Well I thought I was a rock star after I posted last week, but I am not feeling that way now. I feel overwhelmed and stressed at the thought of having to write this blog. I was expressing this to my sophomore class, and they laughed at me. One them even quoted my famous advice, "suck it up buttercup and just get it done." Okay I needed that kick to get busy.
This week I started a new intervention on two students. It is the FastForword program. Our k-12 interventionist found it at a conference this summer and fell in love. It not only helps with reading, but it rewires the brain. The program helps with focus, retention of all information, and auditory processing. My youngest son has an auditory processing disorder and so he was the first guinea pig for me to use with this program. With our school day schedule the way it is, I gave up my prep period so junior high student could have access to this program. We just started last year and my son hates it - so it must be working! Seriously, what seventh grader wants to give up his only study hall to sit in his mom's room and play video games. The program is hard to explain but check out the website if you are looking for reading interventions.

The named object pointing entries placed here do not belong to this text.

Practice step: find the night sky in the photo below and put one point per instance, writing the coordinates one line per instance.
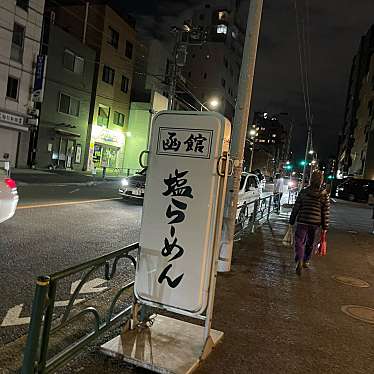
(336, 27)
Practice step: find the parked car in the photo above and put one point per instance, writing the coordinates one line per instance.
(8, 194)
(355, 189)
(133, 187)
(249, 189)
(261, 178)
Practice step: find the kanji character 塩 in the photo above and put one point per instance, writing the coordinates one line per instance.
(177, 185)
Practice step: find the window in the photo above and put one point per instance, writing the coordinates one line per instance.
(125, 84)
(103, 116)
(12, 88)
(16, 53)
(68, 105)
(108, 75)
(24, 4)
(113, 38)
(370, 107)
(118, 118)
(221, 29)
(128, 49)
(222, 15)
(73, 62)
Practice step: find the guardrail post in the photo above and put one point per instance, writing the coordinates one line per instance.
(32, 344)
(254, 214)
(269, 207)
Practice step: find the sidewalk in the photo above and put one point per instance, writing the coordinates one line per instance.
(276, 322)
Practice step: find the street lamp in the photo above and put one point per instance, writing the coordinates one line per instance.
(213, 103)
(252, 133)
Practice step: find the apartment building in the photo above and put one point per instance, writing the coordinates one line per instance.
(20, 29)
(111, 34)
(356, 144)
(67, 96)
(212, 69)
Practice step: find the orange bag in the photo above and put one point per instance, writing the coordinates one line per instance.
(322, 246)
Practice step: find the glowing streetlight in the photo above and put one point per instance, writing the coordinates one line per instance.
(212, 103)
(252, 132)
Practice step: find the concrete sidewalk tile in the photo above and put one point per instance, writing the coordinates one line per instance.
(276, 322)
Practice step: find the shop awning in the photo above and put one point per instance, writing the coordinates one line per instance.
(68, 133)
(14, 127)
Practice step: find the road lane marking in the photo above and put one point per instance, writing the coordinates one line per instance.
(66, 203)
(66, 302)
(76, 190)
(90, 286)
(12, 317)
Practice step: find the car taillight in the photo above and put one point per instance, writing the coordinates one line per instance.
(11, 183)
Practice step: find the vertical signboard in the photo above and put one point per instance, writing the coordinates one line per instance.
(180, 207)
(38, 90)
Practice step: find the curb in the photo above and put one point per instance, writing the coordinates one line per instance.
(64, 184)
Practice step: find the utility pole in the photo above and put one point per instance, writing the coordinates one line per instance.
(307, 148)
(239, 131)
(174, 71)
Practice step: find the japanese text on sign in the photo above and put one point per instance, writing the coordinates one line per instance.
(178, 190)
(194, 143)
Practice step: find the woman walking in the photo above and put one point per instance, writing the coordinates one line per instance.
(311, 213)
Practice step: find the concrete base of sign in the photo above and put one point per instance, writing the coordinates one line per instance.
(169, 346)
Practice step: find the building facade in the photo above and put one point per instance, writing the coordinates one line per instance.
(112, 35)
(270, 144)
(63, 122)
(356, 145)
(212, 69)
(20, 28)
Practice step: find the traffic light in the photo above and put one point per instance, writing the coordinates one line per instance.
(288, 167)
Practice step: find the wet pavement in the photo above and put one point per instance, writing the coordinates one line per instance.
(277, 322)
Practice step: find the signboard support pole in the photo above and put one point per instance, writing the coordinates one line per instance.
(239, 131)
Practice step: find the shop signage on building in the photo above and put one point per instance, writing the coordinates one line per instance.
(13, 119)
(104, 135)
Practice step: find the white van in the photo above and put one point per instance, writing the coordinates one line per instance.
(249, 191)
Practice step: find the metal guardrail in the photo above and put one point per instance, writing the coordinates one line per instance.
(117, 172)
(255, 211)
(36, 352)
(5, 167)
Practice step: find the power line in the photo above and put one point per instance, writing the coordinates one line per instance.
(301, 63)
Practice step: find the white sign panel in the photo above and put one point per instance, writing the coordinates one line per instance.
(178, 224)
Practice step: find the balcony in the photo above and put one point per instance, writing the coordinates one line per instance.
(16, 53)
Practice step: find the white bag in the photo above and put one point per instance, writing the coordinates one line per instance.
(289, 237)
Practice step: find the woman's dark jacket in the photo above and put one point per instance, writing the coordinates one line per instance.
(312, 207)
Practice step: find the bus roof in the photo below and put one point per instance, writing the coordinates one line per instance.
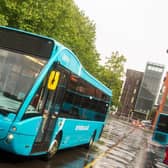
(67, 59)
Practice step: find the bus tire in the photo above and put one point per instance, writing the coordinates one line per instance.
(53, 148)
(88, 146)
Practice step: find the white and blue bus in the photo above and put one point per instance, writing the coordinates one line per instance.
(48, 101)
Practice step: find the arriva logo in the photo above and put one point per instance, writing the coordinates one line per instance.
(81, 128)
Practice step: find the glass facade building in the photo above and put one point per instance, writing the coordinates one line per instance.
(149, 89)
(129, 93)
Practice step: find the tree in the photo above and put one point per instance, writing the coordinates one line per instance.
(60, 19)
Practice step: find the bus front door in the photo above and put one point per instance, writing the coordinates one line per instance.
(51, 102)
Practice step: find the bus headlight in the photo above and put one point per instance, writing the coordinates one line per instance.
(9, 138)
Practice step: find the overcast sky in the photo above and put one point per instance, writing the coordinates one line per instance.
(138, 29)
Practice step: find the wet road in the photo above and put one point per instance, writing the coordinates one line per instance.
(120, 146)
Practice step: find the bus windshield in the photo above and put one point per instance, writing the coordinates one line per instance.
(163, 124)
(17, 74)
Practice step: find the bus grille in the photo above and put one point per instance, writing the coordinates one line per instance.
(160, 138)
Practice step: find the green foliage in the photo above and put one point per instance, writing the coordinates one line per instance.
(60, 19)
(111, 75)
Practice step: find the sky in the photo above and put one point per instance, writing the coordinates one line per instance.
(138, 29)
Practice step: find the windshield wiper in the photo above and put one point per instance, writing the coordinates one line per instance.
(5, 110)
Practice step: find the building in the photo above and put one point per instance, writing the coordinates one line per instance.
(129, 93)
(163, 101)
(149, 90)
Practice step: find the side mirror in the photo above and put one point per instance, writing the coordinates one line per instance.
(53, 80)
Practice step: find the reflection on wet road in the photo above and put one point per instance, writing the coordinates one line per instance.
(70, 158)
(120, 146)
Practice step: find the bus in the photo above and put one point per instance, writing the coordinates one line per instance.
(48, 101)
(160, 133)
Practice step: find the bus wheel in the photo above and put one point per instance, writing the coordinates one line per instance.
(88, 146)
(53, 148)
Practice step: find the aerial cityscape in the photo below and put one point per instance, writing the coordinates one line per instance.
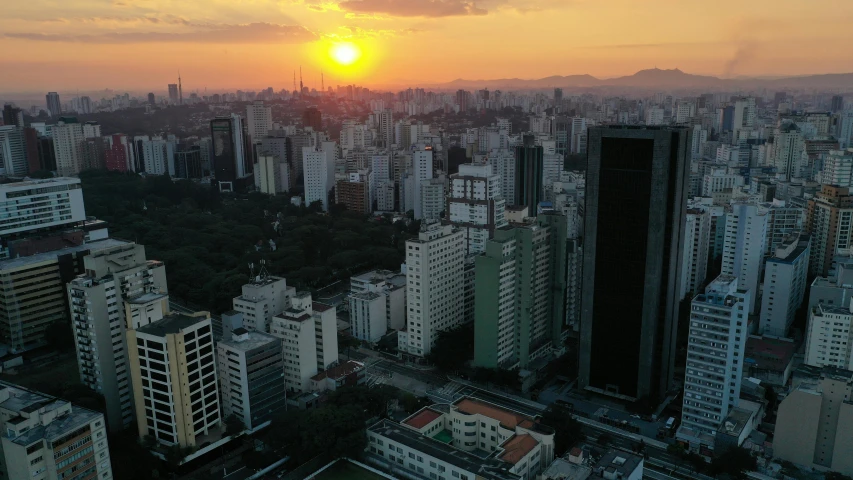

This week also marks the start of English reading the play The Crucible by Arthur Miller. I really enjoy teaching great literature that is historical relevant. The students can really dig in to the story when I can relate real life events and people. Although showing the Monte Python movie clip is the real highlight of the unit:
This year marks my 14th year here at Riceville Community School. I am excited to be teaching some great classes with some awesome students. I spent much of my summer planning and looking for new and exciting projects to try with my students. Along the way, I also decided to add to my education. I enrolled at UNI in the Instructional Technology Cohort. Upon completion this is add a second master's degree to my resume. I am taking two classes right now but will discuss more about that later.
I discovered an impressive writing project for my sophomore English 2 class to do for the trimester project. I was tired on the old project I had used in the past. I had also heard talk that the district would be adding a district wide writing goal for this year. I was extremely excited to unveil this new project. The project called for each student identify a world/global issue that they wanted to learn more about. Each student had to set up his or her own webpage and start blogging about the issue. The students must also create a PSA, podcast, physical display of the work, present the project to a small group of community members, and develop a possible solution. Now as most veteran teachers will understand, the students were slightly less excited about this undertaking than I was. They complained about having to write a weekly blog and to publish it. I dismissed the concerns, until... my professor tells me that for my graduate class I have to write a blog! What?!?!?!?
I was hit with a wave of anxiety. Me? Write for all the world to see? What if no one read it? What if people did not like it? WHAT IF I MADE A GRAMMATICAL ERROR? I quickly assumed the panic position - put my head between my knees and took several deep breathes.... at look at me now - BLOGGING....feeling like a rock star!